Tuesday, May 1, 2012

Boot Print in Time

Commanding one of Cortez' legions,  Captain Cisaro Longario never dreamed he would experience other worlds ... in the future.

A Novella by Kevin Schmitt

 “Maldicion,” the horseman groaned as his right boot cleared the hind quarters of his battle weary mount.

 Pulled muscles were rare in the nether regions of a cavalryman, but this particular warrior had been reaching too far with his sword. Primarily because the enemy heads were too close to the ground. The young man yanked off his helmet, which along with his stained riding boots were the only belongings that identified him as a Conquistador, albeit a torn and battered one.

 His clothing was made up of dense quilted cotton, courtesy of the people he had been fighting. The material was called lchcahuipilli, and while it was inferior to steel plate armor, it could turn away most obsidian swords or atlatl darts. It was lighter and cooler than chain maille and didn’t rub against the flesh. It also didn’t rust, not that the young nobleman would have to concern himself with that little problem. A gentleman need only keep his beard trimmed and his cock out of reach of any pox infested whores, and as of late, that had been fairly easy to do.

The gore covered Spaniard took a swig f cheap wine from a goat skin then wordlessly nodded to the servant who was never out of calling distance, regardless of the circumstances.
 “Jefa---I am wondering---do you think there are cities in hell?” queried the servant as he slung the goat bag over his chest and shoulder.

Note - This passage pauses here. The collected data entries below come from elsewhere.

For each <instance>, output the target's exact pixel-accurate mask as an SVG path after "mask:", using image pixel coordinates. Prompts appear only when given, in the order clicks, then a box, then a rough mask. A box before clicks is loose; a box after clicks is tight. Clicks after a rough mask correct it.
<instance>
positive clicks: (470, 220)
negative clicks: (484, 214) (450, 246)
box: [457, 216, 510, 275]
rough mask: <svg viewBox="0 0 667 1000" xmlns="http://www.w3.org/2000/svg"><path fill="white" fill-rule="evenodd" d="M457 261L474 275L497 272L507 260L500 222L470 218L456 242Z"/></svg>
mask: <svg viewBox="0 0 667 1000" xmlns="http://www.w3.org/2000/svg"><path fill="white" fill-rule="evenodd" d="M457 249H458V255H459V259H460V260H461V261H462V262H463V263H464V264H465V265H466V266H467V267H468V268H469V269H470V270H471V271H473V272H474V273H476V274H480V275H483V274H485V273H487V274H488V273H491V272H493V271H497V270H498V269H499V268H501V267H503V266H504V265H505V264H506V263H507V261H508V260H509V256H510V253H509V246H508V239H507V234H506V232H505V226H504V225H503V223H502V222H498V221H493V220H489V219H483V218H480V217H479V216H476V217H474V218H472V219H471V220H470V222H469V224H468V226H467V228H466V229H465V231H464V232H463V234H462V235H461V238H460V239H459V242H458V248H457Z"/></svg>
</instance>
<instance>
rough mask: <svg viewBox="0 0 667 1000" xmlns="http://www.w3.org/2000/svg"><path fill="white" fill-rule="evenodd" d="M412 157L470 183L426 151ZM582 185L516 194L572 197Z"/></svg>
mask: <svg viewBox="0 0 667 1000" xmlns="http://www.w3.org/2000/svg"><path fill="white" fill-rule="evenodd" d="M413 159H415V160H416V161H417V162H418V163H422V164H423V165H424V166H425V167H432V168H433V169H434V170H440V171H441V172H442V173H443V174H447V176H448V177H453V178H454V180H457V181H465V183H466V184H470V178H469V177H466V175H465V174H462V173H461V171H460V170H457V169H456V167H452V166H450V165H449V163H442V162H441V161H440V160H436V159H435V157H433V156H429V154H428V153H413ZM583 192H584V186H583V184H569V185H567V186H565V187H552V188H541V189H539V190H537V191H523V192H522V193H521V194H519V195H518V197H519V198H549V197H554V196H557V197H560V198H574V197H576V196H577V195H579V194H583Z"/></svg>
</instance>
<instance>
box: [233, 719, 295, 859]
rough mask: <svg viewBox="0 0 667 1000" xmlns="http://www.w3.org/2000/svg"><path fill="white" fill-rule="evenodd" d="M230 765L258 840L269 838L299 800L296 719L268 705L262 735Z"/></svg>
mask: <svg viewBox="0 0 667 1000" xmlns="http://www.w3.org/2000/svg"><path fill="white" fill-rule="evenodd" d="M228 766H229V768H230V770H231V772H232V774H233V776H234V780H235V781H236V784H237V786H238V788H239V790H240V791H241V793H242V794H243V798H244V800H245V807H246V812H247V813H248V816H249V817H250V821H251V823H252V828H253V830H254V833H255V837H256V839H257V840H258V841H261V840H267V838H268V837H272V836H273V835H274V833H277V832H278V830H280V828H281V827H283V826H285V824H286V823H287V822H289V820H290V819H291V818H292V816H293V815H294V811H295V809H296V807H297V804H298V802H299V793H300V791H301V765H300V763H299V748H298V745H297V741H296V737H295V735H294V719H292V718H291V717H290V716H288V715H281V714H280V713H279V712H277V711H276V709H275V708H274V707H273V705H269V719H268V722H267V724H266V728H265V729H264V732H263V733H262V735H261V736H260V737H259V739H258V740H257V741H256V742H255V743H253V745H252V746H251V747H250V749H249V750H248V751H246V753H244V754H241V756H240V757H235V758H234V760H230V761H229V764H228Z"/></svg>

 Captain Cisaro Longoria gazed up at the red haze that haloed the nearest wall of the Aztec metropolis. It came from a thousand fires that would illuminate the city until dawn.

 “Oh yes. But that need not concern you my old friend. The Devil would never allow you in. Your farts would be worse than any brimstone smell. Not to mention the rest of you.”

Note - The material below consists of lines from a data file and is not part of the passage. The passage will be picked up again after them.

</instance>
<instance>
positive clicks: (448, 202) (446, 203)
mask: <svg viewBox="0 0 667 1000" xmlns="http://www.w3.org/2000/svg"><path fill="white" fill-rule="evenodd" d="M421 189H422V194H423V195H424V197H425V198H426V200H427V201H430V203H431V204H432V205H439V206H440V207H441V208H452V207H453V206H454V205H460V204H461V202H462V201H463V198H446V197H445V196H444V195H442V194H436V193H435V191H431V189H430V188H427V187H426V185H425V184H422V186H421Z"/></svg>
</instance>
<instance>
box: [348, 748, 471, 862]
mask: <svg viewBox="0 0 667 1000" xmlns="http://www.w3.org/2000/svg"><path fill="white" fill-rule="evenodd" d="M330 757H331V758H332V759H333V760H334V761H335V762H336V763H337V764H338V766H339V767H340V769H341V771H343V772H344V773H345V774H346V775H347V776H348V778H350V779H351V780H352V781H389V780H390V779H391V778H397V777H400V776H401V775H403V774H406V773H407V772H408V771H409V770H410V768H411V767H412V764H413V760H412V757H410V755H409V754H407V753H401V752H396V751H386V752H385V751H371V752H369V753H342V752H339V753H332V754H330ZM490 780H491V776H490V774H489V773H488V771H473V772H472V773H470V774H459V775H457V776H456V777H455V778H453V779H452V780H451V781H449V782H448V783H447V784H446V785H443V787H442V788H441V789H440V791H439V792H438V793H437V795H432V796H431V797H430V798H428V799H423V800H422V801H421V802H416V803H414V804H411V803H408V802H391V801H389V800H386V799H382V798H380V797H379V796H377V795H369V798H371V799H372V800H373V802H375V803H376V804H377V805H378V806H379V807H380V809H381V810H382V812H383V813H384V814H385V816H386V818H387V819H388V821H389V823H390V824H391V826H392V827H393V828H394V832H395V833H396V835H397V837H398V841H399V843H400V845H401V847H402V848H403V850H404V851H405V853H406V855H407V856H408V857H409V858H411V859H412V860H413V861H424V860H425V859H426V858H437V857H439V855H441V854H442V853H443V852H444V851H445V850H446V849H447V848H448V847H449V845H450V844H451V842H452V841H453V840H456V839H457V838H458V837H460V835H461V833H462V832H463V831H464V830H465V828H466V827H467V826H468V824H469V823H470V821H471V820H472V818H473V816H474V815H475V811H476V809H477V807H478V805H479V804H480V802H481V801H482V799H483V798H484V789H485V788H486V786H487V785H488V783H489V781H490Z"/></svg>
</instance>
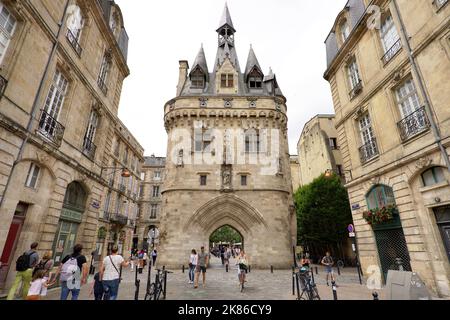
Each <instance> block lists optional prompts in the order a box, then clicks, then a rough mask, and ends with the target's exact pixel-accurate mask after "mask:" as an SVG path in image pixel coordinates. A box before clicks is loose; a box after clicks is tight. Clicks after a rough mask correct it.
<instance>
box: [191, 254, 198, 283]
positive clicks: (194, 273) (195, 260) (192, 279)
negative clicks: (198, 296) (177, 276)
mask: <svg viewBox="0 0 450 320" xmlns="http://www.w3.org/2000/svg"><path fill="white" fill-rule="evenodd" d="M197 264H198V255H197V251H196V250H195V249H192V251H191V255H190V257H189V284H193V283H194V279H195V268H196V267H197Z"/></svg>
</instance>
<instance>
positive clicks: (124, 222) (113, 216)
mask: <svg viewBox="0 0 450 320" xmlns="http://www.w3.org/2000/svg"><path fill="white" fill-rule="evenodd" d="M110 220H111V222H114V223H117V224H120V225H123V226H125V225H127V223H128V217H127V216H124V215H123V214H121V213H114V214H111V216H110Z"/></svg>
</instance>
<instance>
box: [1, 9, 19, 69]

 Old Pedro Gonzales smiled at the joke; anything to divert his attention from the sounds of women shrieking in the distance. Gonzales had long served Cisaro’s father, and in those days he had learned that a city is not simply taken, it is raped, looted and brought down to its lowest possible level of humanity. The Spaniards were taking little joy in that. Their leader, Hernan Cortes had spent the last year recruiting native warriors from the outer regions, and those men were teaching the Spaniards the real meaning of total warfare.